In [1]:
import torch
import torch.nn as nn
import torchaudio
from torch.utils.data import Dataset, DataLoader
import pandas as pd
import numpy as np
from emoDB import EmodbDataset
from torch.nn.utils.rnn import pad_sequence
from torch import cuda
import torch.optim as optim

In [2]:
def emodb_collate_fn(batch):
    waveforms = [item['waveform'] for item in batch]
    sample_rates = [item['sample_rate'] for item in batch]
    emotions = [item['emotion'] for item in batch]

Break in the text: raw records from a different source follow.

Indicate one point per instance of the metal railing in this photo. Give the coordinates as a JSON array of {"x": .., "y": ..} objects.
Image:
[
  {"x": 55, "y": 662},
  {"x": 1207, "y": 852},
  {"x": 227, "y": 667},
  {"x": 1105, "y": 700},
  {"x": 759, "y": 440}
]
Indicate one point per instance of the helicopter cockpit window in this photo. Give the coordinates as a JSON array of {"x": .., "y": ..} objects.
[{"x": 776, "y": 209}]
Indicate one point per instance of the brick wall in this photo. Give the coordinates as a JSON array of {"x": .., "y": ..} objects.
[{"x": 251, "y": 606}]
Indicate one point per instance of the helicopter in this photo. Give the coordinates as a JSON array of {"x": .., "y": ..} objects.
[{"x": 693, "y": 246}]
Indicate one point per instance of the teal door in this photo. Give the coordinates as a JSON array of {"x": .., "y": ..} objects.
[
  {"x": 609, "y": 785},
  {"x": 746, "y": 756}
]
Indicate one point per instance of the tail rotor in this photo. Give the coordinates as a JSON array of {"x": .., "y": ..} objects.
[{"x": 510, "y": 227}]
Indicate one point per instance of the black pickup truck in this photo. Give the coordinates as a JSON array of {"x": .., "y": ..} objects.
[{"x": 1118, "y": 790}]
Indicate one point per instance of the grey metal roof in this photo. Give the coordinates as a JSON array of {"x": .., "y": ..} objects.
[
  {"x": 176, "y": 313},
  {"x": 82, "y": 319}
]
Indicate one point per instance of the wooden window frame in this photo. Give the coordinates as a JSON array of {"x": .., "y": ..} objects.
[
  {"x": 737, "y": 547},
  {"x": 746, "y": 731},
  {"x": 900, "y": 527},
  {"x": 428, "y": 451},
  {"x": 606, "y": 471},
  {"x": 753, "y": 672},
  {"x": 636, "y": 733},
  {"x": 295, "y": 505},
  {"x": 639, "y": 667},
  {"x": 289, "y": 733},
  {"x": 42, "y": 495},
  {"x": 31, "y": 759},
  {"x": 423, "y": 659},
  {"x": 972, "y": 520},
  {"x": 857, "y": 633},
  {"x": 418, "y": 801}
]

    # Find max length in waveforms
    max_length = max([waveform.size(1) for waveform in waveforms])

    # Pad all waveforms to max_length
    waveforms_padded = []
    for waveform in waveforms:
        pad_amount = max_length - waveform.size(1)
        waveform_padded = torch.nn.functional.pad(waveform, (0, pad_amount))
        waveforms_padded.append(waveform_padded)
    # Stack everything up
    
    waveforms_padded = torch.stack(waveforms_padded)
    sample_rates = torch.stack([torch.tensor(sr) for sr in sample_rates])
    emotions = torch.stack([torch.tensor(em) for em in emotions])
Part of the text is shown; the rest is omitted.